Metadata
See Metadata.
Data catalog rise
While data catalog is not something new in general it’s been on rise in recent years. Notable mentions:
- 2015 Apache Atlas (Hortonworks)
- 2016 Data Access Layer (Twitter) closed source
- 2017 Dataportal (AirBnB) closed source
- 2017 AWS Glue Data Catalog (AWS) closed source
- 2018 Databook (Uber) closed source
- 2018 Marquez (WeWork)
- 2018 Metacat (Netflix) open sourced, but no documentation
- 2019 Amundsen (Lyft)
- 2019 DataHub (LinkedIn)
- 2020 Nemo (Facebook) closed source
- 2020 Lexikon (Spotify) closed source
- 2020 Artifact (Shopify) closed source
- 2020 Data Catalog (Google Cloud) closed source
- 2021 OpenMetadata
Which shows the need and the complexity which companies facing when dealing with data in modern world.
Data catalog and co
There are a lot of software/methodologies which do some sort of metadata cataloging. For example:
- Data catalogs
- Data hubs
- Data lakes
Data catalogs provide metadata management capabilities:
- Data dictionary
- Controlled Vocabulary
- Taxonomy
- Ontology
But often do more than that
- Data browsing
- Data lineage (data provenance)
- Data governance
- Data collaboration (big data management, data warehousing)
- Data quality management
Which shows deep roots of “data catalog” approach in RDBMs and data warehouses in general. On the other hand data lineage, browsing and quality doesn’t make sense in the context of data serialisation schemas.
New tool
While there are a lot of open source tools, they all seems to be DB centric. I see great potential in general metadata tool:
- It can be a central place for business vocabulary
- It can be a central place for all schemas (what they call data dictionary)

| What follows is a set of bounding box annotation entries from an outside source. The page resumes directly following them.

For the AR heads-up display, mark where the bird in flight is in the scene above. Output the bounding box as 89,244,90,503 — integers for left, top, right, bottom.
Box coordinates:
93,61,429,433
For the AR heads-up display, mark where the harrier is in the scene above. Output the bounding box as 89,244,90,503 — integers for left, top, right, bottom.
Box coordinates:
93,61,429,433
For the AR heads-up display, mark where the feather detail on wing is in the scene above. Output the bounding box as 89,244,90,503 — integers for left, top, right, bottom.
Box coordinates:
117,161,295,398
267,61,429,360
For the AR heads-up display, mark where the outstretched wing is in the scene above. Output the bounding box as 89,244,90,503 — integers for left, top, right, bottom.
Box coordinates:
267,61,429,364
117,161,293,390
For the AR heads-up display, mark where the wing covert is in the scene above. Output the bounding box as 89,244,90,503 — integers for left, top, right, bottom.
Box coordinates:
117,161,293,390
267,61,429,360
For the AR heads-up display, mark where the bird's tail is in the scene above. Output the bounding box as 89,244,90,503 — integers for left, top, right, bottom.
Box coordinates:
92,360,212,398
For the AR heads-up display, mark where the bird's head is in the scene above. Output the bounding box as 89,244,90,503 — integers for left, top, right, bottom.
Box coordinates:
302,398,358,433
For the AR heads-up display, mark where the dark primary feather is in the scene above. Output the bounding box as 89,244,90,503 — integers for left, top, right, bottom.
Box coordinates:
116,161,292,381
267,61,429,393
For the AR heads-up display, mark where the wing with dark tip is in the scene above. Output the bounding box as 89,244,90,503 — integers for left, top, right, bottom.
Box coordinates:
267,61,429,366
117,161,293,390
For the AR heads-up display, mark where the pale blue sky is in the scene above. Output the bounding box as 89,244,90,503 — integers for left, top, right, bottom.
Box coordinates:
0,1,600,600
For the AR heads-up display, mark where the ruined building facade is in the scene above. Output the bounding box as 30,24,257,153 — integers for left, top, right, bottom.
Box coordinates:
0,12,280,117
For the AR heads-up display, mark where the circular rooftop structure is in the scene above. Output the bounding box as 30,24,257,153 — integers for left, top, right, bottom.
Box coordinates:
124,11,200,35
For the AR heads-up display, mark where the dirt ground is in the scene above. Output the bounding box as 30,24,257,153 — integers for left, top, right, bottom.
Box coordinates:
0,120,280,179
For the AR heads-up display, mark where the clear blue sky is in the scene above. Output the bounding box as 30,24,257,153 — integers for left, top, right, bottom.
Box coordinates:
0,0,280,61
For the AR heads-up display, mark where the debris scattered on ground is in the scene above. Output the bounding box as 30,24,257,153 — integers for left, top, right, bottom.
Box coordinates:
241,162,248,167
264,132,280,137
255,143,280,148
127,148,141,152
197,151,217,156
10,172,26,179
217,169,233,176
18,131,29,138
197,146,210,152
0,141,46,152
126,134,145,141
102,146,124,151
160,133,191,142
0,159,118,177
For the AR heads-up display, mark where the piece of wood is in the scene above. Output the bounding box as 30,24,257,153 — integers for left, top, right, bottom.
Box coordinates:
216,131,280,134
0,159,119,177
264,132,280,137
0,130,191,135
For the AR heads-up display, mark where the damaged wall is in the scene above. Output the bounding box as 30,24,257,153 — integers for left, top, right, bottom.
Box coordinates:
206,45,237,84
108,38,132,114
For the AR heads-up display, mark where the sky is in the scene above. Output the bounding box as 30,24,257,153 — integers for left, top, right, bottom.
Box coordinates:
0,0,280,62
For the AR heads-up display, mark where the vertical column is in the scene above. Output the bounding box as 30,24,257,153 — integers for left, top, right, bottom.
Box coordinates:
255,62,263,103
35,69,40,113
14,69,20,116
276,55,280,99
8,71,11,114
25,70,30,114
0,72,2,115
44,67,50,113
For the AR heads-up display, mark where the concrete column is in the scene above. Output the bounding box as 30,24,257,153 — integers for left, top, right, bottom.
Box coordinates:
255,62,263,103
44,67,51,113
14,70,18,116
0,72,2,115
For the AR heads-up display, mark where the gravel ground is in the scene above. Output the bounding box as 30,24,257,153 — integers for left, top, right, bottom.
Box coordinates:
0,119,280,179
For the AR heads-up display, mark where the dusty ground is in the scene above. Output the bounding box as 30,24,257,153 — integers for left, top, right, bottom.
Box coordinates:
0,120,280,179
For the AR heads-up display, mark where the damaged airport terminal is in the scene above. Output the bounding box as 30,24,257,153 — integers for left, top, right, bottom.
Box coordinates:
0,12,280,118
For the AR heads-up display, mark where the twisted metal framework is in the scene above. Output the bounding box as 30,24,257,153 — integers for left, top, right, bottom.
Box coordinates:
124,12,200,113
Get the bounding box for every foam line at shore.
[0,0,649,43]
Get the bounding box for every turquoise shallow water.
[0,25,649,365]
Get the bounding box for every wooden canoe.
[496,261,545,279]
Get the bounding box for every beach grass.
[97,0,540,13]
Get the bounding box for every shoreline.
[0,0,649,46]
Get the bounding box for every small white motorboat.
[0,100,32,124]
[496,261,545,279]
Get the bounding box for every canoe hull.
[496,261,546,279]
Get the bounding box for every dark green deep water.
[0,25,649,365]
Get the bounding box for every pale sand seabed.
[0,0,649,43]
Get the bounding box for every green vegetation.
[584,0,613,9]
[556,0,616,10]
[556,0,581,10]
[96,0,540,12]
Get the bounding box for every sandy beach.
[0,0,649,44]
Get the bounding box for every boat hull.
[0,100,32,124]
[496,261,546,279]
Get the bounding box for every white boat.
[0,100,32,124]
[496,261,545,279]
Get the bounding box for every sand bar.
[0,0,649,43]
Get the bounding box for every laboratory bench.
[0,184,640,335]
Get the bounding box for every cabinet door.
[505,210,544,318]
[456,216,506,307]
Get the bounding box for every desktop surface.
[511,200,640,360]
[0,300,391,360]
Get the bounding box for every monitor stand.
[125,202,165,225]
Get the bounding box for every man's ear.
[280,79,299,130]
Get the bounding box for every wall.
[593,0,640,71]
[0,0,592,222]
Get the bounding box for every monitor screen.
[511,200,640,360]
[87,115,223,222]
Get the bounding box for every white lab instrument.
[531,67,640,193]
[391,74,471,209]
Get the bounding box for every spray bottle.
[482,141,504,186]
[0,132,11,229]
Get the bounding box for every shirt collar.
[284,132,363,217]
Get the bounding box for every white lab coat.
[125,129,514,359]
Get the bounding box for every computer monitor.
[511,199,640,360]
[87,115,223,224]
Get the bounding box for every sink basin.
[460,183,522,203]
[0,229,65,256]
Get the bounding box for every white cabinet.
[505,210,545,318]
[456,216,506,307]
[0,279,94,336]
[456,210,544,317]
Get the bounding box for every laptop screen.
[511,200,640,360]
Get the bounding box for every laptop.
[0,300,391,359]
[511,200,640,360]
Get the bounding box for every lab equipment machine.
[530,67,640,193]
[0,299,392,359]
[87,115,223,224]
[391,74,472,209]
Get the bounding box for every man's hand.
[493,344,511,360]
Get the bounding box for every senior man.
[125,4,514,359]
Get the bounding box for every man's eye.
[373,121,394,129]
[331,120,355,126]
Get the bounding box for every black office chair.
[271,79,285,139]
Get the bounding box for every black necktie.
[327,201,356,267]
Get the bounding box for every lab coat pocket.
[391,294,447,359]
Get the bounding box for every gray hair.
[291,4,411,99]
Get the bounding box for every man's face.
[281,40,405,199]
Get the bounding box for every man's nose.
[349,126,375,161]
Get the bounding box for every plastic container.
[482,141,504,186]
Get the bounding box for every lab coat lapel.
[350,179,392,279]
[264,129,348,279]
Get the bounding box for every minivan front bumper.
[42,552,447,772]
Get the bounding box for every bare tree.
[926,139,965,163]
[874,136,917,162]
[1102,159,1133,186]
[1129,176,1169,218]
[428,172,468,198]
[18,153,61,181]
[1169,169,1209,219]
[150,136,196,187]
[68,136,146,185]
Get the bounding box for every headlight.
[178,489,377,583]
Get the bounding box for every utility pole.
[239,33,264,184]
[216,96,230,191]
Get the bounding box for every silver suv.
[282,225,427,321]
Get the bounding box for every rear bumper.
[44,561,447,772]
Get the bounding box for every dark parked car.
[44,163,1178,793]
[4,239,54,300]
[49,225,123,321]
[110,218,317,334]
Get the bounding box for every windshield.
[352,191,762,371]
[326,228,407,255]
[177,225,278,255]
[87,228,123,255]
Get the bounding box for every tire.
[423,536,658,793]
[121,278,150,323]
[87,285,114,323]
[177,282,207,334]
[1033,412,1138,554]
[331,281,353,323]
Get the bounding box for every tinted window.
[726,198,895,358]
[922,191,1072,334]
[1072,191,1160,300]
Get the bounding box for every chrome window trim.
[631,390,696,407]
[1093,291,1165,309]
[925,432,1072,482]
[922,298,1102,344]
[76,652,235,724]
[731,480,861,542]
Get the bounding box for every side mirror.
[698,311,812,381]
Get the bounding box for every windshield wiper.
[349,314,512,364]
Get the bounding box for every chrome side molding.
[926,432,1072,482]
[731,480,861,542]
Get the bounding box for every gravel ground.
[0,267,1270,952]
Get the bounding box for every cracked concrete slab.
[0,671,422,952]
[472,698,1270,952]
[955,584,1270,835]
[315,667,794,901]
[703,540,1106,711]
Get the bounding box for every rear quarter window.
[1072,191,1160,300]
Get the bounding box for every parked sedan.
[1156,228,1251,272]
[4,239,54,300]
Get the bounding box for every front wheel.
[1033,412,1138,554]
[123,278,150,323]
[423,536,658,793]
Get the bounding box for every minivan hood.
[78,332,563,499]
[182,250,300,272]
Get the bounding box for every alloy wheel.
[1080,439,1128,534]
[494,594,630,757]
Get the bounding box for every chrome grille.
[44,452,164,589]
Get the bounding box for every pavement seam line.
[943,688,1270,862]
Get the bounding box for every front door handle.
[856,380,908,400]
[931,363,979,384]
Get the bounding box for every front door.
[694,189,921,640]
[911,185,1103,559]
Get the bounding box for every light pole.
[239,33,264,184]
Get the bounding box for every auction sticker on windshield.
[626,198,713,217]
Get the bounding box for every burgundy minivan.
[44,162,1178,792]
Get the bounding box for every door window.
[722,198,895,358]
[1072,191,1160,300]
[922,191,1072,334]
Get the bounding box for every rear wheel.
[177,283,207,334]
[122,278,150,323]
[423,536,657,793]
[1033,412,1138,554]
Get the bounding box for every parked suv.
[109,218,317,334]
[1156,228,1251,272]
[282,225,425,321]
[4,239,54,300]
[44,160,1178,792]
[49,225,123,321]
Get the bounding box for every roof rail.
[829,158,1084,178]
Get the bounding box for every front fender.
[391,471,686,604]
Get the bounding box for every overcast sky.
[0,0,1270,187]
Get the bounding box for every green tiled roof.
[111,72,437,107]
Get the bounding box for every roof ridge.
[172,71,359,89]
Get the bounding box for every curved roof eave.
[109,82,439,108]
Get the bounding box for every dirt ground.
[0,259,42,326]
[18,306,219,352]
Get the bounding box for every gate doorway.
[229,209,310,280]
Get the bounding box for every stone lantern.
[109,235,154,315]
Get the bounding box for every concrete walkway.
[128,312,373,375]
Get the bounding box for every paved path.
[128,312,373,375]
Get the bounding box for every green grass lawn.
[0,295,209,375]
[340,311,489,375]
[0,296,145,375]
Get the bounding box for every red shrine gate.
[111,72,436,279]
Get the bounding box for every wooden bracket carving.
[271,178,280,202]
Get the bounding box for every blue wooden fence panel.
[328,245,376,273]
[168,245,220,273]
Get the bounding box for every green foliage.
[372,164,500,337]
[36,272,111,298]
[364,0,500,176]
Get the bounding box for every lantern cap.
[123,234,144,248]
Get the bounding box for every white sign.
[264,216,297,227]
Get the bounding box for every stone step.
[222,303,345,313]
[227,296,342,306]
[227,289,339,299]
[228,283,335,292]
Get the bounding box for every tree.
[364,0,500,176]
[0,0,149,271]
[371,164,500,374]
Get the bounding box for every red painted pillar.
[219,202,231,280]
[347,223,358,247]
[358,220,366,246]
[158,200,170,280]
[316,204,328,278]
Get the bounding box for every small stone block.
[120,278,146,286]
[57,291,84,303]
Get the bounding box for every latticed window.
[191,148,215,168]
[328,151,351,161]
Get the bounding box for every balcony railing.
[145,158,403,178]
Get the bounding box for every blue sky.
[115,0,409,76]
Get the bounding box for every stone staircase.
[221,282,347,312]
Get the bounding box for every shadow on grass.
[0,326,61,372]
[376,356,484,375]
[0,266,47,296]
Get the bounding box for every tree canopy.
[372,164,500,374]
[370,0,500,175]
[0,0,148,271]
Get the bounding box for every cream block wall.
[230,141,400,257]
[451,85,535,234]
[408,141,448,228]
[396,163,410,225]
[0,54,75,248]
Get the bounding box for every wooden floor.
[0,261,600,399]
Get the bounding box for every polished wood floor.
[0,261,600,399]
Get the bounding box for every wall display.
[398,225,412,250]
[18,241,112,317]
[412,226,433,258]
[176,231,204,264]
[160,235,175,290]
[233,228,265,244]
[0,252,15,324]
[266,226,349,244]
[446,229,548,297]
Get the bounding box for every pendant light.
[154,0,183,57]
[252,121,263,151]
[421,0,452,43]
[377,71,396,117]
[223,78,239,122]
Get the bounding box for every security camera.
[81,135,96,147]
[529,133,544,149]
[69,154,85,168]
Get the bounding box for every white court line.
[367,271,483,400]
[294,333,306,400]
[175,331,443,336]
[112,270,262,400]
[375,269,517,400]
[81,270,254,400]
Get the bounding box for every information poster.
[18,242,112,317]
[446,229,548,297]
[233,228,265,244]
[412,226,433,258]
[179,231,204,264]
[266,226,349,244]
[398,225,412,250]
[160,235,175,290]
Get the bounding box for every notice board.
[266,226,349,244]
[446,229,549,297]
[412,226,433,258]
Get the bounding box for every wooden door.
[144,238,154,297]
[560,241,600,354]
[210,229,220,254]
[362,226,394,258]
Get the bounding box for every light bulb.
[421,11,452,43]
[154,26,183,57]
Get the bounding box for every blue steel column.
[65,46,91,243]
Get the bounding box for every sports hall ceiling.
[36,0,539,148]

- Schemas itself can be connected via relationships and form a graph, which would allow to use graph query languages (SPARQL, Cypher, Gremlin) for data discovery
- It can provide search and tagging capability
- It can go as far as generating type definitions, encoders, decoders
Uber’s metadata infrastructure
It seems that Uber’s metadata infrastructure is quite close to what I described above. They had two tools in core: Databook and Dragon. Both of them are close-source, but their successors are open-source
flowchart LR
u[Uber metadata infrastructure]
u --> Dargon --> Hydra
u --> Databook --> OpenMetadata -.- JSONSchema
Unfortunately they are disconnected. OpenMetadata uses JSONSchema for schema description and not Dragon/Hydra.
Dragon
A little algebra goes a long way
Dragon is based on Algebraic Property Graphs (mathematical concept from the same authors).
- Evolution of the Graph Schema, 2018
- Anything-to-Graph, 2021
Hydra
Hydra is a transformation toolkit along the lines of Dragon, but open source, and with a more advanced type system and other new features.